Code Monkey home page Code Monkey logo

dcgm-exporter's Introduction

DCGM-Exporter

This repository contains the DCGM-Exporter project. It exposes GPU metrics exporter for Prometheus leveraging NVIDIA DCGM.

Documentation

Official documentation for DCGM-Exporter can be found on docs.nvidia.com.

Quickstart

To gather metrics on a GPU node, simply start the dcgm-exporter container:

$ docker run -d --gpus all --rm -p 9400:9400 nvcr.io/nvidia/k8s/dcgm-exporter:2.3.5-2.6.5-ubuntu20.04
$ curl localhost:9400/metrics
# HELP DCGM_FI_DEV_SM_CLOCK SM clock frequency (in MHz).
# TYPE DCGM_FI_DEV_SM_CLOCK gauge
# HELP DCGM_FI_DEV_MEM_CLOCK Memory clock frequency (in MHz).
# TYPE DCGM_FI_DEV_MEM_CLOCK gauge
# HELP DCGM_FI_DEV_MEMORY_TEMP Memory temperature (in C).
# TYPE DCGM_FI_DEV_MEMORY_TEMP gauge
...
DCGM_FI_DEV_SM_CLOCK{gpu="0", UUID="GPU-604ac76c-d9cf-fef3-62e9-d92044ab6e52"} 139
DCGM_FI_DEV_MEM_CLOCK{gpu="0", UUID="GPU-604ac76c-d9cf-fef3-62e9-d92044ab6e52"} 405
DCGM_FI_DEV_MEMORY_TEMP{gpu="0", UUID="GPU-604ac76c-d9cf-fef3-62e9-d92044ab6e52"} 9223372036854775794
...

Quickstart on Kubernetes

Note: Consider using the NVIDIA GPU Operator rather than DCGM-Exporter directly.

Ensure you have already setup your cluster with the default runtime as NVIDIA.

The recommended way to install DCGM-Exporter is to use the Helm chart:

$ helm repo add gpu-helm-charts \
  https://nvidia.github.io/dcgm-exporter/helm-charts

Update the repo:

$ helm repo update

And install the chart:

$ helm install \ 
    --generate-name \ 
    gpu-helm-charts/dcgm-exporter

Once the dcgm-exporter pod is deployed, you can use port forwarding to obtain metrics quickly:

$ kubectl create -f https://raw.githubusercontent.com/NVIDIA/dcgm-exporter/master/dcgm-exporter.yaml

# Let's get the output of a random pod:
$ NAME=$(kubectl get pods -l "app.kubernetes.io/name=dcgm-exporter" \
                         -o "jsonpath={ .items[0].metadata.name}")

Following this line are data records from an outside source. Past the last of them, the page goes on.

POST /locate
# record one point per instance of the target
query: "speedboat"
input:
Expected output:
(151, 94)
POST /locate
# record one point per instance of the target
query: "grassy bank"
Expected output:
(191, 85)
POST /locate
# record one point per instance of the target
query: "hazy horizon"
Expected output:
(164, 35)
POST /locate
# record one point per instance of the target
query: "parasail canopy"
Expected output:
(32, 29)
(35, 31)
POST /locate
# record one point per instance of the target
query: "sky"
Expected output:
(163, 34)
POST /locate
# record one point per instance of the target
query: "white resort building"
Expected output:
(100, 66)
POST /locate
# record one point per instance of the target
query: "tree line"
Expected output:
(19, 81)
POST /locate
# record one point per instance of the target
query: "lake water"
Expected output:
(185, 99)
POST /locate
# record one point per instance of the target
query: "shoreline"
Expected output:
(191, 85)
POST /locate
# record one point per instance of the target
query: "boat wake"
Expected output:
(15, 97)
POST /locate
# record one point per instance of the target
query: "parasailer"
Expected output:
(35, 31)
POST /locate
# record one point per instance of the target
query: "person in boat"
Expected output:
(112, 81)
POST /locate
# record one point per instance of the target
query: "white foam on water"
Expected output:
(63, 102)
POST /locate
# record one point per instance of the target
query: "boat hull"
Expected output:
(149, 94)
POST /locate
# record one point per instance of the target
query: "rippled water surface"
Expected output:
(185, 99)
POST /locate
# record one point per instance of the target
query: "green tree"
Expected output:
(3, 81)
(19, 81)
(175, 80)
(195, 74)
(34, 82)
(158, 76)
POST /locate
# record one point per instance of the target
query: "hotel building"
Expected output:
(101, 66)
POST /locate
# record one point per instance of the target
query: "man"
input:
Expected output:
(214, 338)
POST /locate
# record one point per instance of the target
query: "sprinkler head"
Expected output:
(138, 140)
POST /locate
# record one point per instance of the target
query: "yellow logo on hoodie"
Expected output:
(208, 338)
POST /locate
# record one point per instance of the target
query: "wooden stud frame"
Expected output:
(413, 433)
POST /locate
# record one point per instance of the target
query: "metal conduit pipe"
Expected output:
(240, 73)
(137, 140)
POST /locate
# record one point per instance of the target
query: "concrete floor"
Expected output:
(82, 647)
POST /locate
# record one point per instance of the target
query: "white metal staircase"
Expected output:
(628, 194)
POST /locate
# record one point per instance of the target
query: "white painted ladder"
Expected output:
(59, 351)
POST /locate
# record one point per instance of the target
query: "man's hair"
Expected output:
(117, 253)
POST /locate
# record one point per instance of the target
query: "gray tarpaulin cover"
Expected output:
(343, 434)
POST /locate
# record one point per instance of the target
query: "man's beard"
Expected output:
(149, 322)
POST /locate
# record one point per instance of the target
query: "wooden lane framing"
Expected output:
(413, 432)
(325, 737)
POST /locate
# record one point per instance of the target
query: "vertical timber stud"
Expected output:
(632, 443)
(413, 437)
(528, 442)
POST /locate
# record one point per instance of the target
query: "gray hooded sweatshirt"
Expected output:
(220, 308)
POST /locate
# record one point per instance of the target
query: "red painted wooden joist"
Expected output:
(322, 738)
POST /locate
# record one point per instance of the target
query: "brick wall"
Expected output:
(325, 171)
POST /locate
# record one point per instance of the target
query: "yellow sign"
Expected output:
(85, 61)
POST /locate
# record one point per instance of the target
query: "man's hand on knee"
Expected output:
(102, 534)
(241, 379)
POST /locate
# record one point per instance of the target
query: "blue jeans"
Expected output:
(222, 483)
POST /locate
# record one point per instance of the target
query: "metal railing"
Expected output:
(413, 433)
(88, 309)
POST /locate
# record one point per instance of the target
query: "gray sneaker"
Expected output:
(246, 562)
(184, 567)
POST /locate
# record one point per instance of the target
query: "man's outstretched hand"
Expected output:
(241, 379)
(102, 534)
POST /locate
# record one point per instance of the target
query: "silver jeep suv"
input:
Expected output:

$ kubectl port-forward $NAME 8080:9400 &
$ curl -sL http://127.0.01:8080/metrics
# HELP DCGM_FI_DEV_SM_CLOCK SM clock frequency (in MHz).
# TYPE DCGM_FI_DEV_SM_CLOCK gauge
# HELP DCGM_FI_DEV_MEM_CLOCK Memory clock frequency (in MHz).
# TYPE DCGM_FI_DEV_MEM_CLOCK gauge
# HELP DCGM_FI_DEV_MEMORY_TEMP Memory temperature (in C).
# TYPE DCGM_FI_DEV_MEMORY_TEMP gauge
...
DCGM_FI_DEV_SM_CLOCK{gpu="0", UUID="GPU-604ac76c-d9cf-fef3-62e9-d92044ab6e52",container="",namespace="",pod=""} 139
DCGM_FI_DEV_MEM_CLOCK{gpu="0", UUID="GPU-604ac76c-d9cf-fef3-62e9-d92044ab6e52",container="",namespace="",pod=""} 405
DCGM_FI_DEV_MEMORY_TEMP{gpu="0", UUID="GPU-604ac76c-d9cf-fef3-62e9-d92044ab6e52",container="",namespace="",pod=""} 9223372036854775794
...

To integrate DCGM-Exporter with Prometheus and Grafana, see the full instructions in the user guide. dcgm-exporter is deployed as part of the GPU Operator. To get started with integrating with Prometheus, check the Operator user guide.

Building from Source

In order to build dcgm-exporter ensure you have the following:

$ git clone https://github.com/NVIDIA/dcgm-exporter.git
$ cd dcgm-exporter
$ make binary
$ sudo make install
...
$ dcgm-exporter &
$ curl localhost:9400/metrics
# HELP DCGM_FI_DEV_SM_CLOCK SM clock frequency (in MHz).
# TYPE DCGM_FI_DEV_SM_CLOCK gauge
# HELP DCGM_FI_DEV_MEM_CLOCK Memory clock frequency (in MHz).
# TYPE DCGM_FI_DEV_MEM_CLOCK gauge
# HELP DCGM_FI_DEV_MEMORY_TEMP Memory temperature (in C).
# TYPE DCGM_FI_DEV_MEMORY_TEMP gauge
...
DCGM_FI_DEV_SM_CLOCK{gpu="0", UUID="GPU-604ac76c-d9cf-fef3-62e9-d92044ab6e52"} 139
DCGM_FI_DEV_MEM_CLOCK{gpu="0", UUID="GPU-604ac76c-d9cf-fef3-62e9-d92044ab6e52"} 405
DCGM_FI_DEV_MEMORY_TEMP{gpu="0", UUID="GPU-604ac76c-d9cf-fef3-62e9-d92044ab6e52"} 9223372036854775794
...

Changing Metrics

With dcgm-exporter you can configure which fields are collected by specifying a custom CSV file. You will find the default CSV file under etc/default-counters.csv in the repository, which is copied on your system or container to /etc/dcgm-exporter/default-counters.csv

The layout and format of this file is as follows:

# Format
# If line starts with a '#' it is considered a comment
# DCGM FIELD, Prometheus metric type, help message

# Clocks
DCGM_FI_DEV_SM_CLOCK,  gauge, SM clock frequency (in MHz).
DCGM_FI_DEV_MEM_CLOCK, gauge, Memory clock frequency (in MHz).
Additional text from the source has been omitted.